“歲安妹妹?”沈歸題指名道姓。
“妹妹如今都是做母親的人了,怎麼還這般交頭接耳?往後如何給自家孩子做表率?”
李歲安氣的咬牙切齒,從牙縫裡擠出幾聲乾笑。
“沈夫人,我頭一回做母親,難免有疏漏的地方,你又何苦揪著不放呢?難不成你照顧碩碩就能滴水不漏?”
“那自是不行,不過侯爺如今閒賦在家倒是幫了我不少忙。小孩子最是和父母親,如此長大了才能明白父母對他的一番苦心。”
沈歸題眼珠一轉,瞧見了坐在最末尾的張侍郎的女兒,張月牙。
“張小姐,你如今從鄉下回來,常在父母跟前儘孝,定能得償所願。”
被叫到名字的張月牙慌忙起身行禮,“借沈夫人吉言。”
“無妨,快坐下吧。”沈歸題放下手中茶盞,繼續讓大家看畫冊。
“得了,我也不跟你們賣關子了。想來你們來的時候應當也聽到過那個傳聞。”
沈歸題故作緊張的讓人關了門窗,隻留了前廳的大門開著,又用帕子遮著嘴,用足夠每個人都聽清楚的音量將昨晚在腦子裡反複編排的八卦倒豆子似的說出來。
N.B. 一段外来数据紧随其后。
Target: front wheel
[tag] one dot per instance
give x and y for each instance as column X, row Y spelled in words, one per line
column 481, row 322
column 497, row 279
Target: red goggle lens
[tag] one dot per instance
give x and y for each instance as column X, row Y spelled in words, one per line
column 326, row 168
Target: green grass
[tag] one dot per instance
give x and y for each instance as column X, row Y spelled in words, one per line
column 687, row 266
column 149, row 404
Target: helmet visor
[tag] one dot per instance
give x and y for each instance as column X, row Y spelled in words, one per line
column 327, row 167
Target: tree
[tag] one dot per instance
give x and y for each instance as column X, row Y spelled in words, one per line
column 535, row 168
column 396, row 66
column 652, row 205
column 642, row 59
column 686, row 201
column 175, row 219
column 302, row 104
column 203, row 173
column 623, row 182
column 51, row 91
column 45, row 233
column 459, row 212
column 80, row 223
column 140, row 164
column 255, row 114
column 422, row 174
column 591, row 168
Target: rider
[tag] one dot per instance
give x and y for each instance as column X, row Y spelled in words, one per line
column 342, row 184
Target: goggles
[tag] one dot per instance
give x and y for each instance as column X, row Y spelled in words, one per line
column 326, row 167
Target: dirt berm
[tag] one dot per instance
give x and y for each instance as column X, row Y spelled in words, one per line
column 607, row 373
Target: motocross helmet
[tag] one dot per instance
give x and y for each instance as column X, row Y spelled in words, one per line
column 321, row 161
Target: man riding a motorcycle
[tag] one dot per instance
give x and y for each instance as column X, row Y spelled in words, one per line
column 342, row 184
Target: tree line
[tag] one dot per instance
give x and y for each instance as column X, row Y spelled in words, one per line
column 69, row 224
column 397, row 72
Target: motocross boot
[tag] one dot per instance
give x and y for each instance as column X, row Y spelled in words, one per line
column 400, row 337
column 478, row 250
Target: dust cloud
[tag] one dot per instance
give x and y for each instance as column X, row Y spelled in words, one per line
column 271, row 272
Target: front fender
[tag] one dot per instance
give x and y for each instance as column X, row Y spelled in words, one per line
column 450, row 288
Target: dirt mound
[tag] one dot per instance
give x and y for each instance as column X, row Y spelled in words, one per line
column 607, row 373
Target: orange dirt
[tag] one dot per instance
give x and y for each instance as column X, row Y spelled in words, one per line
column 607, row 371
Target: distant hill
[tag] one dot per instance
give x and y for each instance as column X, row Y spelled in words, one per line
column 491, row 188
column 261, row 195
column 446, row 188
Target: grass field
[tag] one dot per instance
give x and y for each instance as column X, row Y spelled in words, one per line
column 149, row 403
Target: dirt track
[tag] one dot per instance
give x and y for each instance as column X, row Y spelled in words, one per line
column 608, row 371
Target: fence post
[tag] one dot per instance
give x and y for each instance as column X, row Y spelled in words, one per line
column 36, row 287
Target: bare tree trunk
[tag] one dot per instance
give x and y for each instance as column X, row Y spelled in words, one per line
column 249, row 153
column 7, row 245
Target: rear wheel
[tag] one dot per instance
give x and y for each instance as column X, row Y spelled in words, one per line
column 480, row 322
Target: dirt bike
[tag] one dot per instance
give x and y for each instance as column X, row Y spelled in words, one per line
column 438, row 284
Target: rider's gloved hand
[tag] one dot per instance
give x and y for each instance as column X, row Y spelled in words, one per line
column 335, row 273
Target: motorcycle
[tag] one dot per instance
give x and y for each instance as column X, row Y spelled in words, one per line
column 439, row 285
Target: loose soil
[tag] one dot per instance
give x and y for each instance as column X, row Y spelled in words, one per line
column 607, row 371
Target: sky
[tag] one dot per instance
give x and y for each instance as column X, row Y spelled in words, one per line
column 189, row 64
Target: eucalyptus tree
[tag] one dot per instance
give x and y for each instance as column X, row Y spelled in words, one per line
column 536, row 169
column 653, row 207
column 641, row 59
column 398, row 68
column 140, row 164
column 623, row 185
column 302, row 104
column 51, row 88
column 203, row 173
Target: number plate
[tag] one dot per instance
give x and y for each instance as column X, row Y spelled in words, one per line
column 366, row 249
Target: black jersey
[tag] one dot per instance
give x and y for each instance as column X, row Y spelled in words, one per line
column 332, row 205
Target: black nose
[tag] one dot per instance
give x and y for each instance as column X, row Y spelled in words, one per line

“今兒一早,有兩個清官帶著秦大少爺的貼身信物去秦家找他要說法,個個都說自己是秦大少爺的真愛,讓著秦大少爺為他們贖身,說是要一輩子常伴秦大少爺左右。”
這事她們不是一點不知道,隻是沒想到沈歸題會如此大大方方的拿出來講,一時間大家麵麵相覷。
“唉,龍陽之好其實也不是什麼大事。自開國以來,在家中圈養小官的不計其數。這是秦大少爺,這次實在是把事情鬨得大了些。
也不知道正在商議的婚事還能不能成?”
“婚事?”柳夫人詫異的瞪大了眼。
“秦大少爺不是去年才死了夫人嗎?按理說該守孝一年才可再次娶妻。”
“所以才隻是談婚事啊,又沒說現在就要將人家小姐娶進門。”
沈歸題突然提起此事,一方麵是想讓秦大少爺知道亂傳閒話的後果,另一方麵則是秦大少爺的確是個男女通吃的人,早早的捅出來,說不定能救了一個無辜的女子。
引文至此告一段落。